Entscheidpublikation AbR 1984/85 Nr. 18, S. 68:Art. 728 OR; Art. 51 Abs. 2 lit. c ZPO Auf eine von der Kontrollstelle namens der Aktiengesellschaft erhobene Klage kann mangels Prozessfähigkeit nicht eingetreten werden. Auf eine gegen die Verwaltung einer Aktiengesellschaft gerichtete Klage kann mangels Parteifähigkeit der Beklagten nicht eingetreten werden.
Urteil der Obergerichtskommission vom 23. Februar 1984
Sachverhalt:
In Gutheissung der Klage der TBD-AG, die sich als Kontrollstelle der F. AG bezeichnete, befahl der Kantonsgerichtspräsident dem Verwaltungsratspräsident und einzigen Mitglied des Verwaltungsrates der F. AG, G, ihr sämtliche Buchhaltungs- und Steuerunterlagen für die Geschäftsjahre 1973 bis 1983 vorzulegen. Zur Begründung machte die Klägerin geltend, trotz wiederholten Mahnungen sei G seiner Verpflichtung auf Vorlage von Büchern und Belegen nicht nachgekommen, so dass sie ihrerseits ihrer Aufgabe, der Generalversammlung Bericht zu erstatten, nicht nachkommen könne.
Dagegen rekurrierte G bei der Obergerichtskommission im wesentlichen mit der Begründung, die TBD-AG sei nicht rechtsgültig zur Kontrollstelle der F. AG ernannt worden. Die Obergerichtskommission hat den Rekurs gutgeheissen und den Befehl des Kantonsgerichtspräsidenten aufgehoben.
Aus den Erwägungen:
Die Vorinstanz hat der TBD-AG Parteistellung zuerkannt. Als juristische Person ist sie an sich parteifähig. Indessen tritt sie im vorliegenden Fall nicht im eigenen Namen auf. Würde sie dies tun, müsste die Klage abgewiesen werden, da ihr gegenüber dem Beklagten offensichtlich keine Ansprüche zustehen. Sie macht dies auch nicht geltend. Hingegen tritt die TBD-AG als Kontrollstelle, als Organ der F. AG, mithin in deren Namen auf. Als Klägerin hat deshalb die F. AG zu gelten, und das Rubrum ist entsprechend zu korrigieren.

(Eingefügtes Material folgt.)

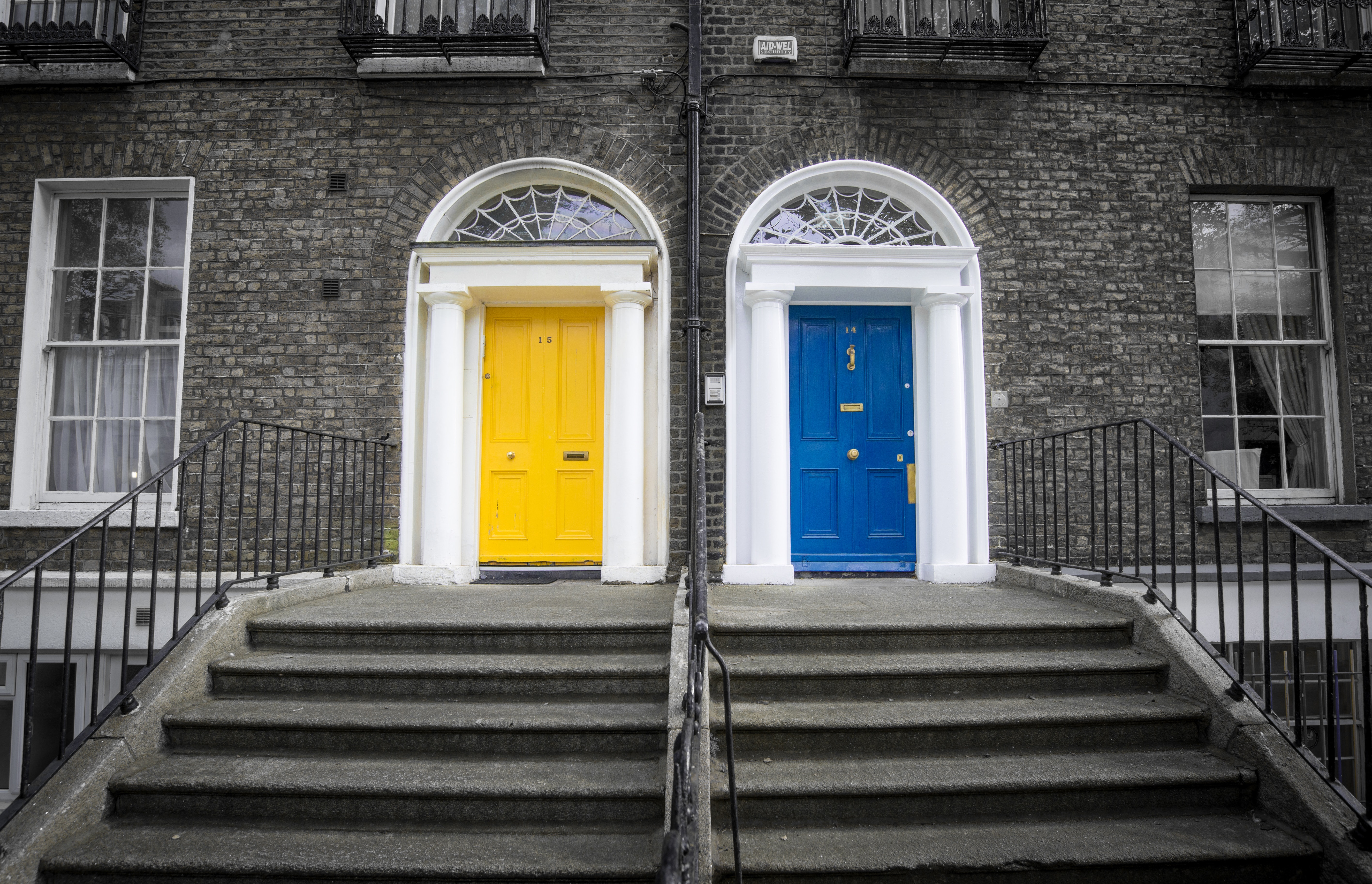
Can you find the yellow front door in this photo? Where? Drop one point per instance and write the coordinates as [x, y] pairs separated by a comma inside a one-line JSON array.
[[543, 436]]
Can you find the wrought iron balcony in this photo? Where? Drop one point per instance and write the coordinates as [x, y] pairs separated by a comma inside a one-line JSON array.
[[372, 29], [65, 32], [946, 31], [1305, 36]]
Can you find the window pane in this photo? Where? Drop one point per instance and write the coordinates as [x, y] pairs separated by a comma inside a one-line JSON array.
[[1216, 394], [1251, 233], [169, 234], [6, 743], [1213, 308], [121, 382], [73, 305], [73, 381], [1256, 371], [127, 234], [1209, 235], [49, 736], [162, 382], [1300, 319], [121, 305], [1260, 438], [158, 445], [1307, 453], [165, 305], [117, 456], [1303, 381], [1256, 304], [69, 456], [1293, 233], [79, 234]]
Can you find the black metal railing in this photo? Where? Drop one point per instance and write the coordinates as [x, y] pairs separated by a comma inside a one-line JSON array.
[[1305, 36], [1283, 616], [939, 31], [444, 28], [691, 772], [252, 503], [51, 32]]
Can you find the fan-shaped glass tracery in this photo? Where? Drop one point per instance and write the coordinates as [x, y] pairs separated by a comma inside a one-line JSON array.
[[544, 212], [853, 216]]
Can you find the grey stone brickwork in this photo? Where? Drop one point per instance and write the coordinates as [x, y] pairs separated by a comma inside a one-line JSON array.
[[1075, 184]]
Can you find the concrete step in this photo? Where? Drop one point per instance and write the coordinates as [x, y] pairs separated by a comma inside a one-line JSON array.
[[1191, 849], [1027, 787], [811, 728], [943, 673], [419, 791], [477, 620], [401, 725], [129, 854], [441, 674]]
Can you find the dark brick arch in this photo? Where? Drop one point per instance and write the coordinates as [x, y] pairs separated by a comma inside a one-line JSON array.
[[633, 167], [737, 187]]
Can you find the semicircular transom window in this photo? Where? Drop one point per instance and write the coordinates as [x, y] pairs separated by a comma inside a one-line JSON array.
[[541, 213], [847, 216]]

3 Nebst dem fehlt es aber auch an der Parteifähigkeit der beklagten Verwaltung, was ebenfalls zum Nichteintreten führen müsste (Art. 51 Abs. 2 lit. c ZPO). G wurde in seiner Eigenschaft als (einziger) Verwaltungsrat belangt, und die Klage richtete sich im Grunde genommen gegen die Verwaltung der F. AG. Die Organe einer Aktiengesellschaft als solche besitzen keine Rechtspersönlichkeit. Diese kommt nur der juristischen Person als ganzem zu, welche als Partei auftreten kann und im Prozess durch ihre Organe, bei der Aktiengesellschaft durch die Verwaltung, vertreten wird. Nur ausnahmsweise, für einen Sonderfall, räumt das Gesetz der Verwaltung die Befugnisse ein, Beschlüsse der Generalversammlung, die gegen Gesetze oder Statuten verstossen, mit Klage anzufechten und so als Partei aufzutreten (Art. 706 OR; Walder-Bohner, Zivilprozessrecht, Zürich 1983, 135, N 7). Beschlüsse der Verwaltung können dagegen nicht angefochten werden (BGE 76 II 61; SPR VIII/2, 191 f.). Die Vorinstanz betrachtete die Pflicht der Verwaltung auf Vorlage der Bücher und Belege nach Art. 728 OR als klagbar und erzwingbar. Fehlt es indessen der Verwaltung an der Parteifähigkeit, ist der Anspruch der Revisoren auf Vorlage der Bücher und Belege schon aus diesem Grunde weder klagbar noch erzwingbar.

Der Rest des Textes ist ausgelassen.